The case is constructed of multiple pieces of padded, water-resistant, cordura nylon.
Separate pieces snap over the objective and ocular lenses. The focus knob has its
own little opening, with a flap that snaps in three corners, to allow a finger to
slip in underneath. As the focus knob is located to the right of center, this forces
users to focus right-handed. A zippered opening fits the trestle sighting device,
but once in place, the case completely covers the gun sight device. The case is
a bit too long, which makes it awkward to deploy the lens hood when the scope is
in its case. There is also a notch on the ocular end of the case, which exposes
two deep grooves in the prism housing. There is also a way to attach a carrying
strap directly to the scope though we found this a bit difficult to deploy. One
thing we did like about the case is the fact that the main portion of it is actually
open: it is held in place by two elastic loops that fit over hard plastic buttons.
Thus, once the end portions are removed, then entire case comes off very easily.
In addition to the case, Nikon also provided soft rubber lens caps that really work
quite well. They fit snugly yet easily in place and don't dislodge accidentally.
The objective lens cap actually opens, and flops down - it’s a tethered lens cap.

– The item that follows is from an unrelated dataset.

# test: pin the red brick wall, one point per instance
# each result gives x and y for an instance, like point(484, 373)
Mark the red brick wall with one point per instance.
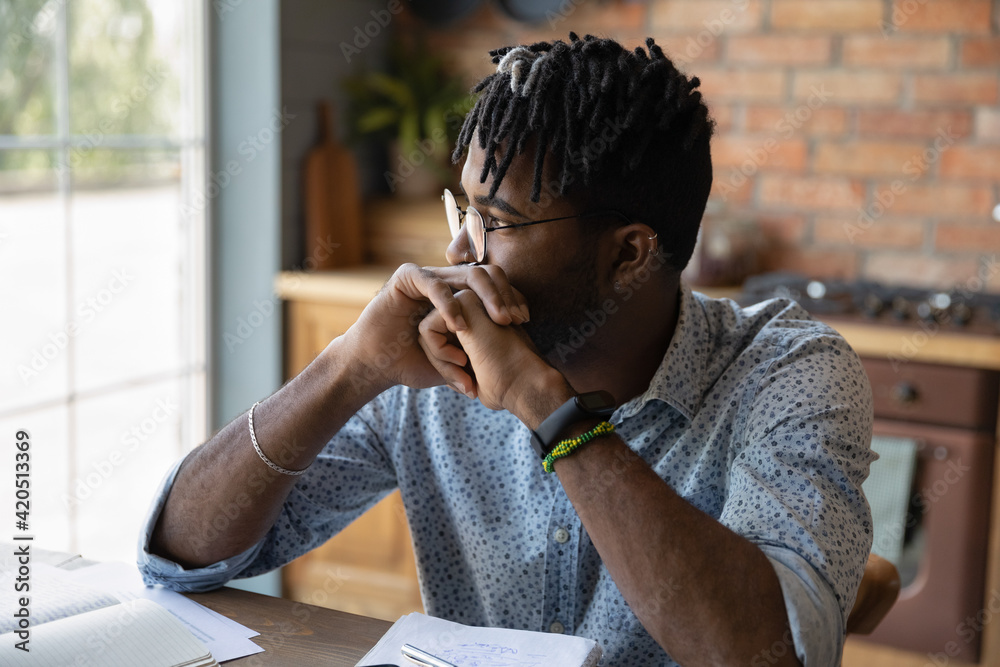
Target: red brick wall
point(862, 135)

This is kind of cool, although it would be a little bit easier to operate if the
rubber portion that fits around the lens hood were a little wider. We sometimes
dislodged the lens cap trying to open it. Operation of this cap is hindered when
the case is on. It turns out that deploying the lens hood when the scope is in the
case is much easier when the objective lens cap is on. When the objective lens cap
is opened, it has a notch that snaps over the plastic flange on the bottom of the
hood but again, this only works if the scope is not in the case. It’s obvious that
someone put a lot of effort into trying to come up with innovative ways to make
the case more useful under different circumstances. We found a lot of those ways
somewhat difficult to use, but they still get credit for trying to do things in
unique ways, and overall, it’s still a laudable effort.
The ProStaff scopes can be used for digiscoping, though not with the lens it comes
with. You must purchase a specific digiscoping eyepiece for the scope, either a
25x fixed focal length eyepiece or a special 20-60x, zoom digiscoping eyepiece.

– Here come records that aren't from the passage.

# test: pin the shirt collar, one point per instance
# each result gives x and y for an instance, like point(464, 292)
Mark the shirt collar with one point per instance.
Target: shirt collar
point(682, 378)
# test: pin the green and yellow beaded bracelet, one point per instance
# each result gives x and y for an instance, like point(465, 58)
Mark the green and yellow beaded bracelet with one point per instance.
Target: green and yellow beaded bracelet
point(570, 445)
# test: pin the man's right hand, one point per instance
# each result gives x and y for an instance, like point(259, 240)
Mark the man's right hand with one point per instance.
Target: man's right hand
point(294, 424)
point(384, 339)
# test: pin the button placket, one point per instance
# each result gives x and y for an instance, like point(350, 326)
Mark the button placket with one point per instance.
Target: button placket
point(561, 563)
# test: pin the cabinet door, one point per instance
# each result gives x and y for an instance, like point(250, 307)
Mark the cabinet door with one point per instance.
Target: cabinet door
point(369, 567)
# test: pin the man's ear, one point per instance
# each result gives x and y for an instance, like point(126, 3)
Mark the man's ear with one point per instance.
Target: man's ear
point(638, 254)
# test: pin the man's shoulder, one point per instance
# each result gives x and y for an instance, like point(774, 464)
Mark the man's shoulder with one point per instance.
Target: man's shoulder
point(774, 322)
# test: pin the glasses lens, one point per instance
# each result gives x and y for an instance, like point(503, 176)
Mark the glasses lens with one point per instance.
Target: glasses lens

Then you must purchase a digiscoping bracket to attach the camera to the eyepiece.
Importantly, you can only use a Nikon CoolPix digital camera to digiscope with these
scopes. We feel that Nikon could make this a little easier for customers by developing
digiscoping accessories that permit the use of third party cameras, but given the
history of the company, this is perhaps an understandable bias.
Nikon stands behind their optics with the same excellent 25-year limited warranty.
Nikon has a "no-fault" replacement or repair policy. If your Nikon optic requires
service or repair not covered by the 25-year warranty, Nikon will fix or replace
the optic for just $10 plus shipping and handling, even if the damage was your fault.
Additionally, ProStaff scopes are made with the lead- and arsenic-free Eco-Glass,
which we heartily applaud.
In the end, what makes this scope stand out is the value. The ProStaff scope provides
a lot of performance for just $600. Fans of Nikon products will certainly find this
an appealing addition to the Nikon family, and at this kind of price and value,
the ProStaff WP scopes may generate many more Nikon fans.